Mi rendo conto che in questo esempio ho descritto un contesto difficile, dove non è facile essere autentici ed utilizzare le relazioni come un modo per conoscerci meglio e per valorizzarci. Detto questo mi sorge un’altra domanda: quali sono le caratteristiche dei contesti che possono facilitare questo processo? E come possiamo crearli o favorire la loro nascita?
[G] Mi ritrovo molto in quello che hai detto. Le situazioni difficili non hanno mai un “solo colpevole”. Se si manifestano problemi, questi dipendono da un articolato schema di relazioni e dinamiche presenti nel gruppo. Questi schemi fanno emergere – senza essere in grado di contenerli – i differenti ‘lati oscuri’ dei componenti del gruppo. Le vicende possono evolvere in vari modi, ma il più delle volte si innesca la caccia al colpevole. Se viene individuato il classico ‘capro espiatorio’, il gruppo poi tende ad stigmatizzarlo, emarginarlo, fino ad arrivare alla sua espulsione dal gruppo. Processi di questo tipo rappresentano un chiaro indicatore dell’incapacità del gruppo di sapersi rigenerare, trovando nuovi schemi di lavoro e di modalità relazionali. Sono situazioni molto dolorose dove di fatto tutti ne escono impoveriti e perdenti.

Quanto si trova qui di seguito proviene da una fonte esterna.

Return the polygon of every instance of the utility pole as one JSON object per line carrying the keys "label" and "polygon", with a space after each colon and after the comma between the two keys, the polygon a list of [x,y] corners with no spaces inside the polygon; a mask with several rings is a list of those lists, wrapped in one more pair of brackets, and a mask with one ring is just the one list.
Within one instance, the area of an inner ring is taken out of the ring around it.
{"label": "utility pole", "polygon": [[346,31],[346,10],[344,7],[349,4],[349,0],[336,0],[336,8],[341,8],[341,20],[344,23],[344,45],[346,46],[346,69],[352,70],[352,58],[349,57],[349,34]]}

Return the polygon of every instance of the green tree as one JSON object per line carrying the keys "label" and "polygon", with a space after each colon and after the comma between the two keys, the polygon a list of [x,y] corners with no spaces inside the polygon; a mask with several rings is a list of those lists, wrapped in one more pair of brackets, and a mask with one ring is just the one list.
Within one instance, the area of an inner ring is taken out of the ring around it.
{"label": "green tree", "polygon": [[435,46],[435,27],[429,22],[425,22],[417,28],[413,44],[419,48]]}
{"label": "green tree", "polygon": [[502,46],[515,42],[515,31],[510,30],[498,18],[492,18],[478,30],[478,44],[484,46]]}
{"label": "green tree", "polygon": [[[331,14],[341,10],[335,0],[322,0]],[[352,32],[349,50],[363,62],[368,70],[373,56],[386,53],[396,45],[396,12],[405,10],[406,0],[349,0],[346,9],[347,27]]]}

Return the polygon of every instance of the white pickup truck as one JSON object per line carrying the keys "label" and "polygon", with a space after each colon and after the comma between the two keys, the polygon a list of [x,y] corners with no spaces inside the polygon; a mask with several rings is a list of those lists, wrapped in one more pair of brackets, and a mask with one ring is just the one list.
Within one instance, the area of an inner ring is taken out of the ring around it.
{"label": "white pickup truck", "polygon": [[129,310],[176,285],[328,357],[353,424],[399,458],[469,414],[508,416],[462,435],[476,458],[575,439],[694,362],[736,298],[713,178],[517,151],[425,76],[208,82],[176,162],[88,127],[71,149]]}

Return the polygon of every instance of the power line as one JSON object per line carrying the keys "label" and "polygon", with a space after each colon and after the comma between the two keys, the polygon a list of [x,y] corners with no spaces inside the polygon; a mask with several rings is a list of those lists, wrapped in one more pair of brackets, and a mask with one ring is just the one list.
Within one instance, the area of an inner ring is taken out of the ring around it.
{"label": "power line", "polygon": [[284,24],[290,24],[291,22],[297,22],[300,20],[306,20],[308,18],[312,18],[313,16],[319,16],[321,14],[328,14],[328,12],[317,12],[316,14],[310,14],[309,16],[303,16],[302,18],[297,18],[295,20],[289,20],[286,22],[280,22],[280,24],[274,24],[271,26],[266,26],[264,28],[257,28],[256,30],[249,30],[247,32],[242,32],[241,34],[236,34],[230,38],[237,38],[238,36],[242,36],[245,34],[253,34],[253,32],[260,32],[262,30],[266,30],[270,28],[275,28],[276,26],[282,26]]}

Non dobbiamo però pensare che questi processi rigenerativi siano sempre possibili, tutto dipende dal rapporto di forza tra le spinte costruttive e quelle distruttive. Una persona da sola, pur animata dai più sinceri propositi positivi, è difficile che riesca a sovvertire una situazione complessa, con forti accenti negativi.
Ma torniamo alla tua domanda. Mi viene da dire che per favorire relazioni sane e positive tra i membri di un gruppo, tali da non arrivare mai al rifiuto di qualcuno, le premesse definite da tutti i principi della permacultura che abbiamo esaminato sono importanti. Se in modo sistematico il gruppo fosse in grado di applicare i 12 principi, il problema del rifiuto non esisterebbe, semplicemente perché il gruppo non potrebbe arrivare a situazioni così gravi ed irreversibili.
Nel nostro progetto siamo arrivati ad esaminare il sesto principio, abbiamo la conferma che ciascun principio è strettamente legato in termini sistemici a tutti gli altri. E questa è una considerazione fondamentale per fare un salto di qualità nell’applicazione dei principi di permacultura.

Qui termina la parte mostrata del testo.